Gametogenesis, Fertilization, and Implantation


Embryogenesis is a very complex system with a slim chance of achieving infant life. Statistical analysis shows that out of 100 oocytes in the presence of sperm, “84 are fertilized, 69 are implanted, a week later 42 are still alive, 37 survive to the sixth week or pregnancy, and only 31 survive to birth.”[1] In over half of these instances, the cause for zygote death and miscarriage are due to chromosomal abnormalities. Furthermore, many complex cellular steps conducted during pregnancy have to be carried out perfectly to ensure a healthy infant.

After implantation, the inner cell mass of the blastocyst that will become the embryo differentiates into two layers: the epiblast and the hypoblast. The epiblast then gastrulates into three germ layers: the ectoderm, mesoderm, and endoderm, and develops the embryo. At the same time, the hypoblast will form the extra-embryonic membranes: the yolk sac, amnion, and allantois.

Throughout fetal growth, many terms correlate to the cell division and the formation of the epiblast. Following the initial two weeks of development, the term “pre-embryo” is used to refer to the developing structure.  From three to eight weeks post-fertilization, the pre-embryonic cells become distinct and become the “embryo”.  Subsequently, from eight weeks post-fertilization until birth, the developing organism is referred to as the “fetus.”
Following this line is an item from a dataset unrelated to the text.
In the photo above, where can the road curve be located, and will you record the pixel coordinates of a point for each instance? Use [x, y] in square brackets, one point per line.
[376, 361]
During early development, cells in the embryo go through a process of differentiation, which involves becoming specialized to perform specific functions. The position of a given cell relative to others can play a crucial role in determining its fate or the specific genes it will express. This concept is known as spatial patterning, or positional information, and implies that the location of a cell within the developing embryo influences the genes it activates and the type of cell it will become.

In addition to the differentiation of various cell types, many essential structures and organs form to support the growing embryo and fetus, including the placenta, umbilical cord and amniotic fluid. As the embryo develops into a fetus, these supportive structures become increasingly important for the well-being of the growing fetus. They play critical roles in ensuring that the fetus receives the necessary nutrients, oxygen, and protection for healthy development. The placenta, umbilical cord, and amniotic fluid are intricately linked in their functions, forming a nurturing environment for the fetus throughout pregnancy.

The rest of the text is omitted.